A unique history adds to Jeju’s flavors
Food was hard to come by. Every meal was a gift for the islanders, each dish made with the acknowledgement that every ingredient must be appreciated and cherished.
At the end of last month, an exhibition featuring a re-enactment of the “exile meals” during the Joseon Dynasty was held at the Jeju Grand Hotel. The chef in charge of the exhibition, Kim Ji-soon, said she participated in the event to spread her knowledge of unique Jeju cuisine - the meals she grew up eating.
During the exhibition, the 76-year-old showcased traditional Jeju dishes including melguk (anchovy noodles) and nengguk (cold noodle soup) that are popular during the spring and summer on the island.
Kim, a Jeju native, grew up with traditional Jeju food cooked by her mother and grandmother. During the 1970s, she went under the tutelage of renowned Korean food expert Wang Jun-ryeon and started building a career herself, specializing in Jeju cuisine.
In 1985, Kim opened a cooking school on Jeju Island and became a designated Jeju “traditional food master” by the government in 2012. Besides the cooking school, Kim is also a researcher at the Korea Food Culture Research Center and the Jeju Traditional Food Preservation Center.
The Jeju food master has also been busy over the past year writing a book about traditional Jeju food in association with the Jeju regional government.
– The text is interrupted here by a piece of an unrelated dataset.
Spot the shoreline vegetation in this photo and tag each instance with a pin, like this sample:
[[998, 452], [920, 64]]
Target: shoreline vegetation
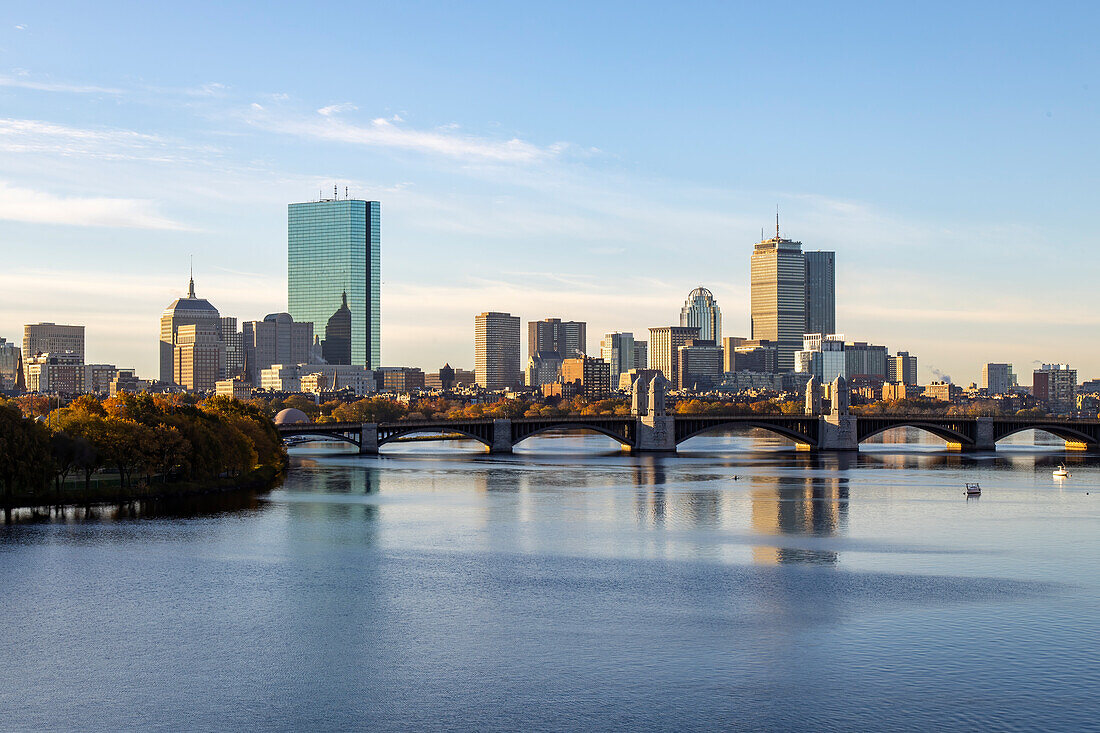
[[134, 448]]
She said that through the book, she wants to provide information about authentic Jeju recipes and see that the culinary culture of Jeju stays intact.
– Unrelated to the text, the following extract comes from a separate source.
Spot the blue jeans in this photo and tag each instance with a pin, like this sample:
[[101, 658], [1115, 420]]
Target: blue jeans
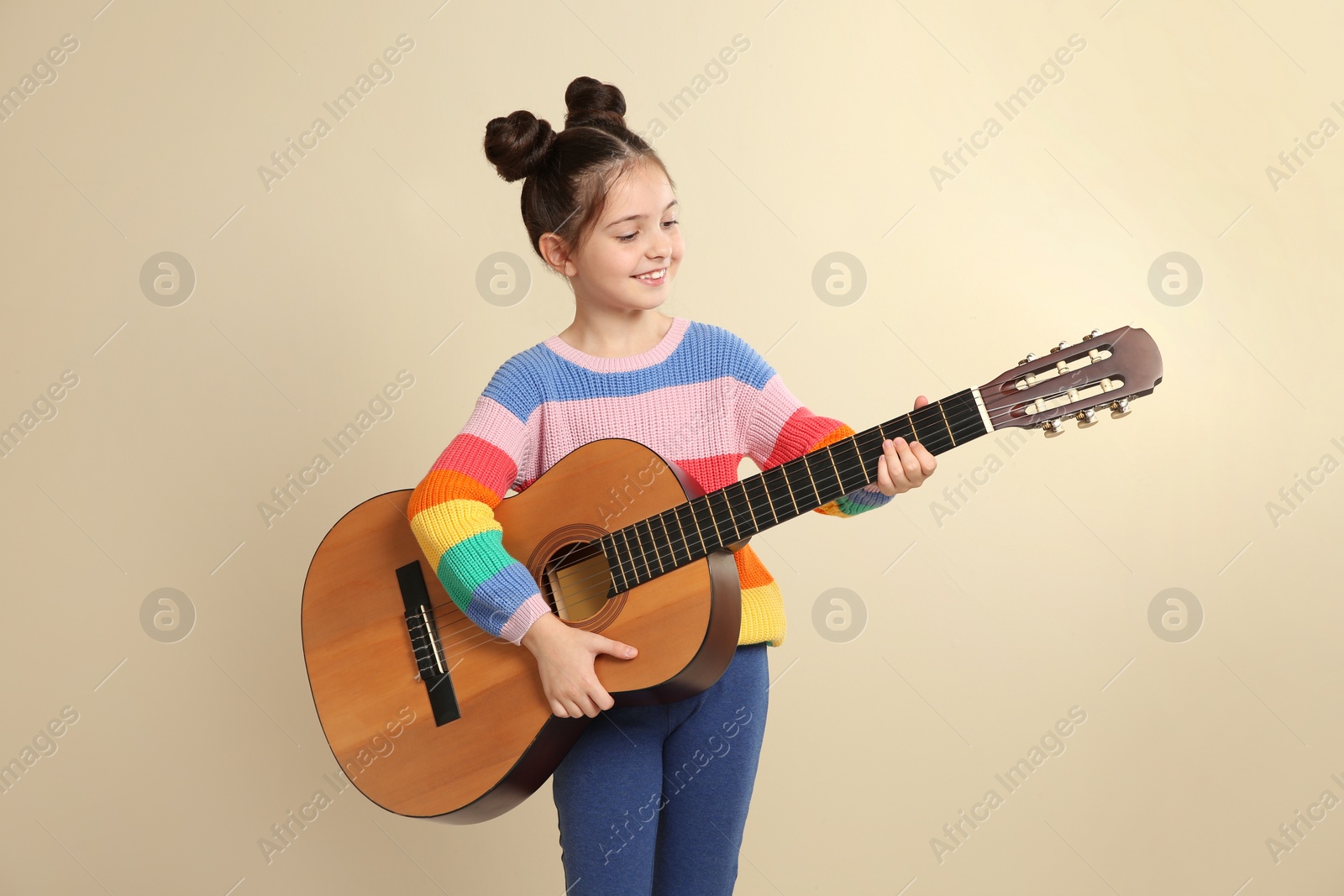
[[652, 799]]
Kim talked to the JoongAng Ilbo about the charms of Jeju’s traditional dishes and the bleak history that makes them so unique today.
Q. How do you characterize the traditional food of Jeju?
A. We use seasonal ingredients and try to capture all the flavors in them as much as possible. Traditionally in Jeju, people used mostly soy sauce and doenjang [fermented soy bean paste] for seasoning and not much gochujang [spicy red pepper sauce] or gochugaru [spicy red pepper powder] was used. Instead, Jeju people would cut up fresh peppers for a spicy flavor. The way doenjang was used in Jeju is also different as we didn’t boil it down in a soup but ate it raw as a garnish.
Why did Jeju Island go through so many years as an impoverished area?
The farming in Jeju didn’t go well, and until the early 1960s, it was difficult to find rice or water here. I heard that the scholar Kim Jeung-hee [1786-1856] was banished to Jeju Island when he was 66 and upon getting a meal that was only comprised of boiled millet and doenjang, he said, “This can’t be meant to be consumed by human beings.”
The island was that impoverished. For example, if you cook gingijuk [crab porridge] the way that the islanders cooked it in the past, there will be a lot of lumps because they wanted so much to retain the original shape of the rice because rice was so scarce.
So how has Jeju’s food culture evolved over the years?
In Jeju Island, there wasn’t a strong jonggajip [a family structure in Korea that has traditionally been perceived to have the best cooks and the best meals in the family clan] tradition. Everyone was just poor and the hierarchy wasn’t that strict. So during jesa [a memorial ceremony for ancestors] there wasn’t a distinction of what you can or can’t eat. Everyone, from grandparents to children, ate the same thing. That’s why Jeju’s traditional food is all very rustic.
What are your future goals concerning the cultivation and promotion of traditional Jeju cuisine?
There are so many people who don’t know about the unique food culture in Jeju. We have a long way to go. There are, however, menus that I think are quite promising in terms of internationalization. Recently, Michelin three-star chef Jean Georges [Jean Georges Vongerichten] came to Jeju and finished two bowls of momguk [a pork noodle dish originating from Jeju Island].
Momguk is made using pig intestines and has a unique taste. It is served with pork broth and boiled pork slices.
Jean Georges said that the dish reminded him of what his mother cooked for him in France when he was little. Korean food is globalizing, and I don’t see why Jeju Island can’t be a part of this movement. I think if the dishes are modernized a bit, they have potential globally.